Sidenote: CVE-2019-1424 [Netlogon MiTM]
After comm' explained above, the same author who discovered ZeroLogon also had
discovered another vulnerability (less harsh) prior to Zerologon, this is CVE
2019-1424 which is gaining access to windows systems via Man-in-The-Middle
attack. This CVE is not the importance of this project, but I looked into it
a bit and this occurs when the attacker sends a RST packet right after the
session has been authenticated and is starting to take shape. This causes comm'
to take place over SMB instead of EPM and Netlogon default port, resulting in
dropping of encryption between the client and server. Attackers could modify
comm' from now on even though there is an authenticator field in the first
message it is not used in concurrent messages so leaving it alone is sufficient.

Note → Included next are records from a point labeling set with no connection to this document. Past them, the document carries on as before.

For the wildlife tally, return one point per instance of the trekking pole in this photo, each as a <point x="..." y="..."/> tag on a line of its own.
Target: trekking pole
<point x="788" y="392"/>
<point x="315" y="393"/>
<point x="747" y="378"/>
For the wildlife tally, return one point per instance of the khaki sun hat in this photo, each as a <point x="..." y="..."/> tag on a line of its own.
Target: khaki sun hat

CVE-2019-1424 by Tom Tervoort, Secura
NetrServerAuthenticate3
NTSTATUS NetrServerAuthenticate3(
[in, unique, string] LOGONSRV_HANDLE PrimaryName,
[in, string] wchar_t* AccountName,
[in] NETLOGON_SECURE_CHANNEL_TYPE SecureChannelType,
[in, string] wchar_t* ComputerName,
[in] PNETLOGON_CREDENTIAL ClientCredential,
[out] PNETLOGON_CREDENTIAL ServerCredential,
[in, out] ULONG * NegotiateFlags,
[out] ULONG * AccountRid
);
Quickly going over through the parameters of this authenticate function, similar
to the previous request challenge function we have PrimaryName, ComputerName.
AccountName refers to the account we're trying to log into, SecureChannelType
is the channel type we use (e.g Backup domain controller). Both client and
server credentials are computed values that take in the previous challenges that
were generated in the previous function (NetrServerReqChallenge). The negotiate
flags contain flags that set encryption types, supported function calls and more
things that can be done. AccountRid is the identifier the account belongs in,
think somewhat similar to Unix groups and users, it is also unique.

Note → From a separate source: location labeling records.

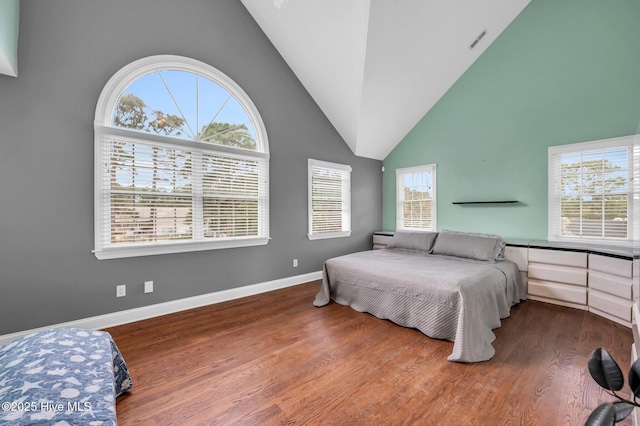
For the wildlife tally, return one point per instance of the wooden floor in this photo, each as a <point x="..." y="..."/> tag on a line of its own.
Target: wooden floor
<point x="275" y="359"/>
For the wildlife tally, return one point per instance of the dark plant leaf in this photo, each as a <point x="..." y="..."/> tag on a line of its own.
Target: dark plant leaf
<point x="605" y="414"/>
<point x="605" y="370"/>
<point x="623" y="409"/>
<point x="634" y="378"/>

Screenshot shows all the parameters labeled [in]; important note here is that
encryption after authentication is set inside the negotiate flags so unsetting
that bit allows downgrade to SMB resulting in no encryption and possibility of
man-in-the-middle attacks. ComputeNetlogonCredential is a function that uses
the previously generated challenges to create credentials, client-side we use
all zero's so the generated credential will be all zero's. Server-side there is
a possibility in ratio of 1-256 that our key uses the same key, resulting in
proper authentication. This can simply be prevented by disallowing continues
attempts at logging in but the chances are still quite high, so removal of hard
coded IV is necessary!
Above is an example of successful authentication due to our return code of
succes. Via wireshark we can search for this to find where we authenticate
properly, so during forensics or a CTF searching for this is easy.